Run cargo audit in your project root to scan your Cargo.lock file against the RustSec advisory database for known security vulnerabilities. If you need to check a specific crate or allow certain known issues, use the --deny or --allow flags to control the exit code and reporting behavior.
Here is the basic usage to scan your entire workspace:
# Install the tool if you haven't already
cargo install cargo-audit
# Run the audit in your project directory
cargo audit
If you need to integrate this into a CI pipeline or want to fail the build only on high-severity issues while ignoring low-risk ones, you can configure the output and exit behavior directly:
# Fail only on high severity, ignore others, and output JSON for CI parsing
cargo audit --deny high --format json
For projects where you must temporarily tolerate a specific vulnerability (e.g., waiting for an upstream fix), create a .cargo-audit.toml file in your project root to whitelist the advisory ID:
[advisories]
ignore = ["RUSTSEC-2021-0001"]
Running cargo audit after adding this file will skip the ignored advisory but still report others.

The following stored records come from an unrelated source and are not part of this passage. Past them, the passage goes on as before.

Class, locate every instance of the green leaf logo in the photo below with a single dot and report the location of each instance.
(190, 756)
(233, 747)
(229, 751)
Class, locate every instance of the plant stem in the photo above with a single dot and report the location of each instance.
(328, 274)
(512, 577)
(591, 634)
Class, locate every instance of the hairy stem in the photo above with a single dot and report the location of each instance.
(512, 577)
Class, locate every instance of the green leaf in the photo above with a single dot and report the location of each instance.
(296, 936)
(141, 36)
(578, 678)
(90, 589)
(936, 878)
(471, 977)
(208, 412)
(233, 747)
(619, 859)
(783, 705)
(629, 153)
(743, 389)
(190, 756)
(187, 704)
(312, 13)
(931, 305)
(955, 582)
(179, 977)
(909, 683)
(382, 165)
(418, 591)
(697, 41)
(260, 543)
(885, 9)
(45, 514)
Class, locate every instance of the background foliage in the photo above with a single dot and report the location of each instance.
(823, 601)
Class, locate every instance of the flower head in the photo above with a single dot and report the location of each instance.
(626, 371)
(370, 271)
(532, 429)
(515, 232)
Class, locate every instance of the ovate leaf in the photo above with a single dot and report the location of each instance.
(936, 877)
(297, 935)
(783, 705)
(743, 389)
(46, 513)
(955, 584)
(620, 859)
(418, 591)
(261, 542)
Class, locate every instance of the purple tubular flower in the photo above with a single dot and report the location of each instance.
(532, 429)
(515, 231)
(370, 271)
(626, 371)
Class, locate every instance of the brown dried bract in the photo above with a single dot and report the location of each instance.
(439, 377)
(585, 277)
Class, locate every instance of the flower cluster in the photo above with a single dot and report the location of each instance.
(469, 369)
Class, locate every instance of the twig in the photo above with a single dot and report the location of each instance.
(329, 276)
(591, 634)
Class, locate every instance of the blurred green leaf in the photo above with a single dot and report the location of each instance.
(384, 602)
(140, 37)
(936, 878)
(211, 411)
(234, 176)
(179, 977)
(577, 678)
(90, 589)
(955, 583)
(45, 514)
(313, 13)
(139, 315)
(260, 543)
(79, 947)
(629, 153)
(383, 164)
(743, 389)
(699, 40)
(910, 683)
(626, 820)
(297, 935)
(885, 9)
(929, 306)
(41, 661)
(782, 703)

Remember that cargo-audit relies on the Cargo.lock file, so ensure you have committed it to your repository or run cargo update before auditing if you are checking a fresh checkout. The tool exits with code 0 if no denied vulnerabilities are found, making it safe to use as a gatekeeper in automated workflows. If you encounter a false positive, you can report it to the RustSec project to have the advisory updated or removed.